Su elección confirma la universalidad de la Iglesia, que no está ligada -aunque lo haya estado, tantas veces, negándose culpablemente a sí misma- a un país, a un continente, a una cultura en particular. Francisco es un jesuita: pertenece a una orden cuya historia ha tenido, sin embargo, páginas negras, pero que ha sido grande a la hora de comprender y reafirmar la universalidad de la Iglesia; que ha sabido ir al encuentro y aceptar como iguales otras culturas, incluso lejanas a la europea; que ha recogido el grito de desesperación y de protesta de los más postergados de la Tierra, e intentar, incluso, utopías políticas de justicia. Aún hoy hay jesuitas -no sólo jesuitas, sino sacerdotes en general- que viven, incluso en soledad, en los lugares más remotos y miserables del mundo, no sólo predicando sino trabajando, ejerciendo los más diversos oficios, ayudando de diversas maneras a quienes viven en condiciones infames, dando testimonio de Cristo antes incluso de explicarlo y, por lo tanto, anunciándolo en los hechos.

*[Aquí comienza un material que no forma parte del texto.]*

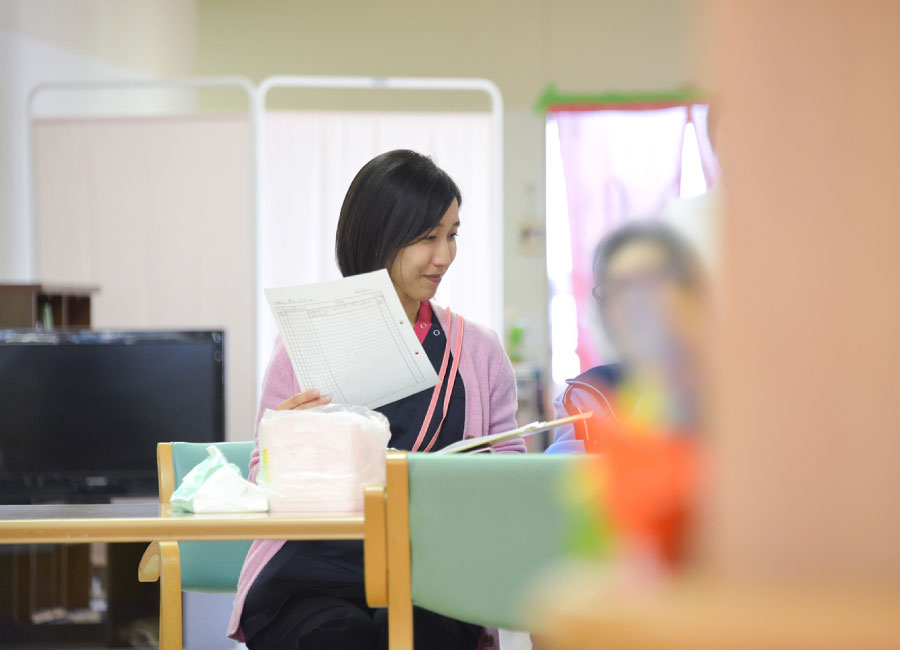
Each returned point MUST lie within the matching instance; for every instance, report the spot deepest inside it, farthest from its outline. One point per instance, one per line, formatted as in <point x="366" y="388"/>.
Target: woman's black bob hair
<point x="395" y="199"/>
<point x="682" y="261"/>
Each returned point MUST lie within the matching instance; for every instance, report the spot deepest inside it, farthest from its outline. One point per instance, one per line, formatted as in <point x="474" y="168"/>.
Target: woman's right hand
<point x="305" y="400"/>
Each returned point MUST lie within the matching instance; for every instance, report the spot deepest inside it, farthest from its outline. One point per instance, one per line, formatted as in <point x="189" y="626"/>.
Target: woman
<point x="648" y="286"/>
<point x="401" y="213"/>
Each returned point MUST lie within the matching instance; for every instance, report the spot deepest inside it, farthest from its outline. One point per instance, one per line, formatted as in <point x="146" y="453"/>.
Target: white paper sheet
<point x="351" y="339"/>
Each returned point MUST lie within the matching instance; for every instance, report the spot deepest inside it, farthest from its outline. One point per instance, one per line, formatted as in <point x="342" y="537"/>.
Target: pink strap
<point x="453" y="370"/>
<point x="437" y="389"/>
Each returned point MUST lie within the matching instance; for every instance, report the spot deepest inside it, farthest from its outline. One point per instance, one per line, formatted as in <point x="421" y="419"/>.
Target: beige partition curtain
<point x="158" y="213"/>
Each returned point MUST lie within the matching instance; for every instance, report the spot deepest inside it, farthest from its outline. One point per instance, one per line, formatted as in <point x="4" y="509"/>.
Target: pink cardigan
<point x="490" y="388"/>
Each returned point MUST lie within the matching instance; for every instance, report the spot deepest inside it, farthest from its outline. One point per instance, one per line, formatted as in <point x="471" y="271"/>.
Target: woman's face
<point x="419" y="267"/>
<point x="649" y="315"/>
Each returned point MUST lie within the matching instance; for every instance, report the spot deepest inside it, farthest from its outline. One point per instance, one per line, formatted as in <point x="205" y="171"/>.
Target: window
<point x="606" y="167"/>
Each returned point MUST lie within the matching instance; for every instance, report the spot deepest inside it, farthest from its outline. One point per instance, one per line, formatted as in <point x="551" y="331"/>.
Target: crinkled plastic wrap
<point x="319" y="460"/>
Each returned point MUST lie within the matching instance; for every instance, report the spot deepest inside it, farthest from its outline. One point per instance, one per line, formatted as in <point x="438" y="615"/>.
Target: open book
<point x="475" y="445"/>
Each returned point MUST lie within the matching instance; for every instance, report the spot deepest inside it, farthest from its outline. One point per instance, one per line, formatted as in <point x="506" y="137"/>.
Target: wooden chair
<point x="463" y="536"/>
<point x="211" y="567"/>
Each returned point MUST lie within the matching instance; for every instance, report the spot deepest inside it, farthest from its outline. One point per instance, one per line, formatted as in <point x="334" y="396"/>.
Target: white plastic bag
<point x="215" y="485"/>
<point x="319" y="460"/>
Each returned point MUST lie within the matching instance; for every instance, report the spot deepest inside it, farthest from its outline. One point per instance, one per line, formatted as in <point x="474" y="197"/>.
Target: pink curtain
<point x="619" y="165"/>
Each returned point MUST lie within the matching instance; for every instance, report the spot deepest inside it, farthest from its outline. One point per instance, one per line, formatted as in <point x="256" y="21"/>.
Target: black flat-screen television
<point x="81" y="411"/>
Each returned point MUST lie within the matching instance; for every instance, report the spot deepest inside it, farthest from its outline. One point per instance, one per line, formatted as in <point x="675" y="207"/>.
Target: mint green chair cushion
<point x="482" y="528"/>
<point x="210" y="566"/>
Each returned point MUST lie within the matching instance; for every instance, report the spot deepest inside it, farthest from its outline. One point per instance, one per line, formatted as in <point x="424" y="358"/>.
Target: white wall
<point x="76" y="40"/>
<point x="521" y="45"/>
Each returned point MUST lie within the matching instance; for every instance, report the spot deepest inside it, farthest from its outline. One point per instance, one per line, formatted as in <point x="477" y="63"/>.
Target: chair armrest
<point x="148" y="569"/>
<point x="375" y="547"/>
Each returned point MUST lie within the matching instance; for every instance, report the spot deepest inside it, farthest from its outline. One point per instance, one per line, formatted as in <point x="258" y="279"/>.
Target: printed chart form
<point x="351" y="339"/>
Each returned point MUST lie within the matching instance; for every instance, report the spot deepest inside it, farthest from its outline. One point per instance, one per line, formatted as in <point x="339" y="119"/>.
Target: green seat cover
<point x="210" y="566"/>
<point x="482" y="527"/>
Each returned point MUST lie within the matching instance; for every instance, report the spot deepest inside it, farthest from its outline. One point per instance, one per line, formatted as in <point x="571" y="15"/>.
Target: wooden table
<point x="162" y="528"/>
<point x="141" y="522"/>
<point x="582" y="609"/>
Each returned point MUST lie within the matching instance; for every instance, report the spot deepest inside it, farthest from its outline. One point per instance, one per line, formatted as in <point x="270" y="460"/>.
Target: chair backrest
<point x="482" y="527"/>
<point x="207" y="566"/>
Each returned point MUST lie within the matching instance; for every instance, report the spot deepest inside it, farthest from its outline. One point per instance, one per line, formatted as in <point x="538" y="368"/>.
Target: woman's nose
<point x="441" y="256"/>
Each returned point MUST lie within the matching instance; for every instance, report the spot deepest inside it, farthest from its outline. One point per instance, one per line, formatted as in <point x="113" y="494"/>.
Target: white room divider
<point x="184" y="219"/>
<point x="306" y="161"/>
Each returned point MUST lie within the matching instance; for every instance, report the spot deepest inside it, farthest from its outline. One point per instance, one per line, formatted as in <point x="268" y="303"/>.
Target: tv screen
<point x="87" y="404"/>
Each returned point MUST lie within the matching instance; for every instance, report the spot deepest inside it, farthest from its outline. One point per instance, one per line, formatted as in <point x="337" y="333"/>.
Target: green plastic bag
<point x="215" y="485"/>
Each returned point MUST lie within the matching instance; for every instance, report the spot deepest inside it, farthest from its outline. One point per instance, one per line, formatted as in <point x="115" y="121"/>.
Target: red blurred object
<point x="653" y="482"/>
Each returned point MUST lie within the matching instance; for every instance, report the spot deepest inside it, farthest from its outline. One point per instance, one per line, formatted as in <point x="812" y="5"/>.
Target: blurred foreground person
<point x="649" y="289"/>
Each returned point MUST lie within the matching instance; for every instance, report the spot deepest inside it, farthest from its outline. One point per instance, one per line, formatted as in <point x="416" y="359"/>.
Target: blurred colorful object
<point x="637" y="496"/>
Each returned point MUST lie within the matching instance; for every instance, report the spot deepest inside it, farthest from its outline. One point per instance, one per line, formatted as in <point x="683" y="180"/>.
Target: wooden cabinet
<point x="39" y="305"/>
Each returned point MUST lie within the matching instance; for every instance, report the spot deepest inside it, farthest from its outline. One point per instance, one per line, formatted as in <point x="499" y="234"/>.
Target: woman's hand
<point x="305" y="400"/>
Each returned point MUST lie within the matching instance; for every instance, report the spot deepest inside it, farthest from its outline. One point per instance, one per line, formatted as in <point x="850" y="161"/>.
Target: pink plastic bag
<point x="319" y="460"/>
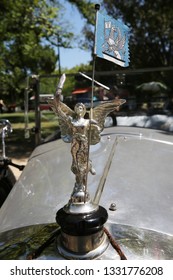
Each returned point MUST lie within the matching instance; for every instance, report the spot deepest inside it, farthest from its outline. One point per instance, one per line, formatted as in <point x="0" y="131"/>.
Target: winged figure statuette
<point x="81" y="132"/>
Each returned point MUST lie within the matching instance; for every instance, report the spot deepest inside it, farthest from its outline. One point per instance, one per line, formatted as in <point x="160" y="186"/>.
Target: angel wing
<point x="65" y="114"/>
<point x="101" y="111"/>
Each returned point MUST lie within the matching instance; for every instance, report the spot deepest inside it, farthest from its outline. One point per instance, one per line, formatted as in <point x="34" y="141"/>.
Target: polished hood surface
<point x="133" y="167"/>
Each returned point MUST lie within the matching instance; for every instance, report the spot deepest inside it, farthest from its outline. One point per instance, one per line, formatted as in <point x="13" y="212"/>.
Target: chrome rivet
<point x="113" y="207"/>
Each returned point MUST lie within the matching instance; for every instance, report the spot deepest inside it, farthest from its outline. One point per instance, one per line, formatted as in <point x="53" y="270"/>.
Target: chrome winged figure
<point x="81" y="132"/>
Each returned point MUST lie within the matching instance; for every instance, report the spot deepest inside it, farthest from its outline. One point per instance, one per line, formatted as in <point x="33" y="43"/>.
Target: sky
<point x="73" y="57"/>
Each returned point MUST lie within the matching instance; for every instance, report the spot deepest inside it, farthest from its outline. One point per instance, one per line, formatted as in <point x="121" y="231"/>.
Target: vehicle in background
<point x="7" y="178"/>
<point x="44" y="106"/>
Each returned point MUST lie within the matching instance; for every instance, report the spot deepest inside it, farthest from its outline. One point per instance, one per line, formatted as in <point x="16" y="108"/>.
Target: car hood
<point x="133" y="166"/>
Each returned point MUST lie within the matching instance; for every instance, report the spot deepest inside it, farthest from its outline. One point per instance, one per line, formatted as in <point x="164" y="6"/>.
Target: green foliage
<point x="28" y="31"/>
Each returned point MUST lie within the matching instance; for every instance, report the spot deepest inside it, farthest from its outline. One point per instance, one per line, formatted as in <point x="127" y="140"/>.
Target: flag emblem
<point x="112" y="40"/>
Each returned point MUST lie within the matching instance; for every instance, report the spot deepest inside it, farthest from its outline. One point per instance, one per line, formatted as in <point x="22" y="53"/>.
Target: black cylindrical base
<point x="82" y="224"/>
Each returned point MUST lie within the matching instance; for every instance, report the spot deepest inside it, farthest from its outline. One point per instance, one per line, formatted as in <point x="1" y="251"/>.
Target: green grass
<point x="17" y="146"/>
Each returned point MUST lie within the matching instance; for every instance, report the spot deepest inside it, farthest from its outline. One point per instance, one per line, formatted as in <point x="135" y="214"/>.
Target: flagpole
<point x="97" y="8"/>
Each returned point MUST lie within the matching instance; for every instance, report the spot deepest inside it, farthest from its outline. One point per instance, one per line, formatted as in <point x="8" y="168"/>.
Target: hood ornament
<point x="81" y="133"/>
<point x="81" y="220"/>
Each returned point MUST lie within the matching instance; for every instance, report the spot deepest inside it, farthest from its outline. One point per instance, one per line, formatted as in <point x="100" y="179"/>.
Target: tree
<point x="27" y="31"/>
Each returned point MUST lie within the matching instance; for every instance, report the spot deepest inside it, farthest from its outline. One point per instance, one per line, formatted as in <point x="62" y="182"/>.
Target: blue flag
<point x="112" y="40"/>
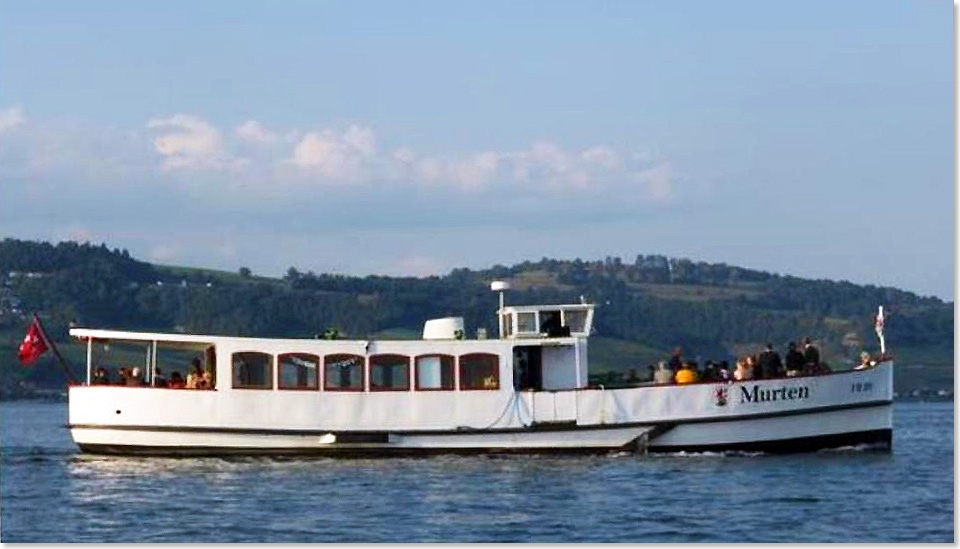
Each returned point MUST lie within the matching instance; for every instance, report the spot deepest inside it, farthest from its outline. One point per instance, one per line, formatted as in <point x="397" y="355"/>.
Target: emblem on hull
<point x="720" y="396"/>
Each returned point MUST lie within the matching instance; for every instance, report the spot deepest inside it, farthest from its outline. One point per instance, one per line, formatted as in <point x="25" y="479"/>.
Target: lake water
<point x="51" y="493"/>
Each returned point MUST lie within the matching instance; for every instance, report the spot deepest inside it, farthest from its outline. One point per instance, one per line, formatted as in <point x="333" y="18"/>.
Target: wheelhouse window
<point x="434" y="373"/>
<point x="576" y="320"/>
<point x="527" y="323"/>
<point x="298" y="371"/>
<point x="389" y="373"/>
<point x="479" y="371"/>
<point x="343" y="373"/>
<point x="252" y="370"/>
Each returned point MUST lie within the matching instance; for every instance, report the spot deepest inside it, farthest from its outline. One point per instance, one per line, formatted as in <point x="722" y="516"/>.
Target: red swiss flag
<point x="33" y="345"/>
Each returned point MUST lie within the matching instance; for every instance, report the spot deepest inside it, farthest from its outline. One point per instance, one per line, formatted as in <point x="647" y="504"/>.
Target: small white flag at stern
<point x="878" y="326"/>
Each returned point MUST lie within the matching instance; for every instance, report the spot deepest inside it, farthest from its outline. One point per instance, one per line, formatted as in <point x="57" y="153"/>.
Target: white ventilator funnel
<point x="500" y="286"/>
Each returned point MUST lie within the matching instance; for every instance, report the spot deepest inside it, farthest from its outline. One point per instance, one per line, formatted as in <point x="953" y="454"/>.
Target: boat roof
<point x="167" y="337"/>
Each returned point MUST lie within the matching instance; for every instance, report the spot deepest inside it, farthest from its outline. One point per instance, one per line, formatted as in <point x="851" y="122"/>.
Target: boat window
<point x="343" y="373"/>
<point x="298" y="371"/>
<point x="389" y="373"/>
<point x="479" y="371"/>
<point x="435" y="373"/>
<point x="527" y="323"/>
<point x="576" y="320"/>
<point x="252" y="370"/>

La elección de Francisco es por cierto una gran novedad. Su discurso, desde este punto de vista, puede haber parecido de bajo tono, de una franqueza y simpatía y por cierto nada revolucionaria normalidad, que por otra parte siempre ha sido la contraseña de su posición intermedia entre innovación y conservadurismo. Pero precisamente ese tono puede ser indicio de una inteligencia o incluso de la única voluntad concreta de cambiar tantas cosas que andan mal y que la dramática renuncia de Benedicto XVI ha dejado entrever con toda su fuerza. No son las resonantes actitudes revolucionarias las que cambian las cosas, sino más bien la prudencia, que no es sinónimo de medroso inmovilismo, sino que puede ser la real capacidad política para cambiar las cosas. No sabemos si Francisco querrá y podrá hacerlo, pero ese estilo normal con el que se ha presentado al mundo puede despertar la esperanza en un cambio real, no retórico y no declamado, pero no menos incisivo. Un cambio de tantas cosas que deben, y pueden, ser modificadas.